= Zachariah Wells =

Canadian poet and writer (born 1976)

Zachariah Wells (born 10 September 1976) is a Canadian poet, critic, essayist, and editor.

Wells was born Charlottetown, Prince Edward Island, and was raised in the rural community of Hazel Grove. He attended high school in Ottawa, Ontario, and university in Halifax, Nova Scotia. As an undergraduate, he spent summers working in Iqaluit, Nunavut, as an airline cargo handler. After a brief stint at graduate school in Montreal, Quebec, he returned to Iqaluit in 2001 and then to the remote settlement of Resolute, on Cornwallis Island until 2003, eventually relocating to Halifax with his wife, Rachel Lebowitz.

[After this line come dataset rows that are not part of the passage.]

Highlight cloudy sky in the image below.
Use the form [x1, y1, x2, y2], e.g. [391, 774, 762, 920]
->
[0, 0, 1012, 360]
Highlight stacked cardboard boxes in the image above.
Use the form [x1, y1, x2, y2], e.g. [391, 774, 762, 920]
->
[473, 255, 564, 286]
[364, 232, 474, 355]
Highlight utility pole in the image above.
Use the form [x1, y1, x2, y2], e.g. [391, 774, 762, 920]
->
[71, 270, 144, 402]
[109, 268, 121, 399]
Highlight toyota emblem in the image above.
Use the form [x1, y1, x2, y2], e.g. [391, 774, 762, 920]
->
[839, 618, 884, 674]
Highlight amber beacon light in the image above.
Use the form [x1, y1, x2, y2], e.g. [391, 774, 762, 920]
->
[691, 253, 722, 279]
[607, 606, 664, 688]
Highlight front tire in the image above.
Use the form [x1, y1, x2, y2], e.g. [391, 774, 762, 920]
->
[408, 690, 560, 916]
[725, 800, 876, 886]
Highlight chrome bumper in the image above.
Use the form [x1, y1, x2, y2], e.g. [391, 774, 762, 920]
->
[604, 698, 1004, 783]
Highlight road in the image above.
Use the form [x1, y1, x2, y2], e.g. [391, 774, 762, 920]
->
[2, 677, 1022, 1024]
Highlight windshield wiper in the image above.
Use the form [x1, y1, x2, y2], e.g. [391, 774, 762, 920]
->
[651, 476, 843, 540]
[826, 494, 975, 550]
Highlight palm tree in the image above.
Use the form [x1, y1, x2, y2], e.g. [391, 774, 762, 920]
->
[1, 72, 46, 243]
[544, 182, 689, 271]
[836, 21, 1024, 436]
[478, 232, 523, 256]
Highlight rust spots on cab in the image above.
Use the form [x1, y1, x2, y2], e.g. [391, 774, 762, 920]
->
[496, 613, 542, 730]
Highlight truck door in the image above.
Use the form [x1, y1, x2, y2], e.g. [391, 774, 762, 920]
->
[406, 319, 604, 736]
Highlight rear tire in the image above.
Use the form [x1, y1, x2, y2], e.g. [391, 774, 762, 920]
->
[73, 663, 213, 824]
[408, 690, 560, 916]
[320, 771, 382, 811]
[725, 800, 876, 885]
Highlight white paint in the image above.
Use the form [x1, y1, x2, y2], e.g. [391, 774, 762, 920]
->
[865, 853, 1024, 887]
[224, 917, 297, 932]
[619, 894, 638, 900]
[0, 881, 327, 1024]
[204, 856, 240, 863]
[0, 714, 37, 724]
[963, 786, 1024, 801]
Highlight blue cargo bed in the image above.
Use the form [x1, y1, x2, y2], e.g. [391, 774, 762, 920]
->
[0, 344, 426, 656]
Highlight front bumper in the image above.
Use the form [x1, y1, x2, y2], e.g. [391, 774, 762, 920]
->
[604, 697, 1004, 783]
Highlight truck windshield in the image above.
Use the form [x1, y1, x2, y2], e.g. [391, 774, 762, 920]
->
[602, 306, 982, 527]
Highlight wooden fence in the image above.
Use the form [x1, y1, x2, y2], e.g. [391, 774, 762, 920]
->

Wells has contributed to periodicals including Books in Canada, Quill & Quire and Maisonneuve. His first chapbook of poems, Fool's Errand, was published in 2004 as well as his full-length collection of Arctic poems, Unsettled.

In 2006, Wells became the Reviews Editor for Canadian Notes & Queries. In 2007, he published Sealift, a CD recording of 24 poems from Unsettled; "Achromatope," a letterpress broadside; and After the Blizzard, a limited edition chapbook. In the spring of 2008, Jailbreaks, his anthology of Canadian sonnets, was published. Anything But Hank!, the children's book he co-wrote with Lebowitz, with illustrations by Eric Orchard, was published in the fall. In 2009, Wells published Track & Trace, his second trade collection of poems, with illustrations by renowned graphic artist Seth. Track & Trace was shortlisted for the 2010 Atlantic Poetry Prize. In 2010, he published The Essential Kenneth Leslie, the first collection of Leslie's poems to be published since 1972.

==Bibliography==
- Fool's Errand (chapbook), Charlottetown: Saturday Morning Chapbooks, 2004
- Unsettled (trade paperback), Toronto: Insomiac Press, 2004
- Ludicrous Parole (chapbook), Montreal: Mercutio Press, 2005
- Huginn & Muninn (lithographed broadside, in collaboration with Margaret Flood), Halifax: privately printed, 2005.
- Sealift (audio CD), Vancouver: Avatar Records, 2007.
- Achromatope (letterpress broadside), Victoria: Frog Hollow Press, 2007.
- After the Blizzard (chapbook), Peterborough: Littlefishcart Press, 2008.
- Jailbreaks: 99 Canadian Sonnets (anthology, as editor) Emeryville: Biblioasis, 2008.
- Anything But Hank! (children's book, co-written with Rachel Lebowitz, illustrated by Eric Orchard) Emeryville: Biblioasis, 2008.
- Track & Trace (trade paperback), Emeryville: Biblioasis, 2009.
- The Essential Kenneth Leslie (as editor) Erin: The Porcupine's Quill, 2010.